The family of curves passing through `(0,0)` and satisfying the differential equation `y_2/y_1=1` `("where", y_n=(d^ny)/dx^n)` is (A) `y=k` (B) `y=kx` (C) `y= k(e^x +1)` (C) `y= k(e^x -1)`

To solve the problem, we need to find the family of curves that pass through the point (0,0) and satisfy the differential equation given by: \[ \frac{y_2}{y_1} = 1 \] where \(y_n = \frac{d^n y}{dx^n}\). This means we can rewrite the equation as: \[ \frac{d^2y}{dx^2} = \frac{dy}{dx} \] ### Step 1: Rewrite the Differential Equation From the equation \(\frac{d^2y}{dx^2} = \frac{dy}{dx}\), we can rearrange it to: \[ \frac{d^2y}{dx^2} - \frac{dy}{dx} = 0 \] ### Step 2: Integrate the Equation Now we will integrate both sides. Let \(p = \frac{dy}{dx}\). Then, we have: \[ \frac{dp}{dx} - p = 0 \] Integrating this, we get: \[ \int \frac{dp}{p} = \int dx \] This leads to: \[ \ln |p| = x + C_1 \] where \(C_1\) is a constant of integration.

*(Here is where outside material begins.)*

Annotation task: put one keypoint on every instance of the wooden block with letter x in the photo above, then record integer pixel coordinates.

Exponentiating both sides gives: \[ p = e^{x + C_1} = e^{C_1} e^x \] Let \(k = e^{C_1}\), then: \[ \frac{dy}{dx} = k e^x \] ### Step 3: Integrate Again Next, we integrate \(\frac{dy}{dx} = k e^x\): \[ y = \int k e^x \, dx = k e^x + C_2 \] where \(C_2\) is another constant of integration. ### Step 4: Apply the Condition (0,0) Since the curve passes through the point (0,0), we can substitute \(x = 0\) and \(y = 0\): \[ 0 = k e^0 + C_2 \implies 0 = k + C_2 \implies C_2 = -k \] ### Step 5: Final Equation Substituting \(C_2\) back into the equation for \(y\): \[ y = k e^x - k \] This can be factored as: \[ y = k(e^x - 1) \] ### Conclusion Thus, the family of curves that satisfy the given differential equation and pass through the origin (0,0) is: \[ y = k(e^x - 1) \] ### Answer The correct option is (D) \(y = k(e^x - 1)\).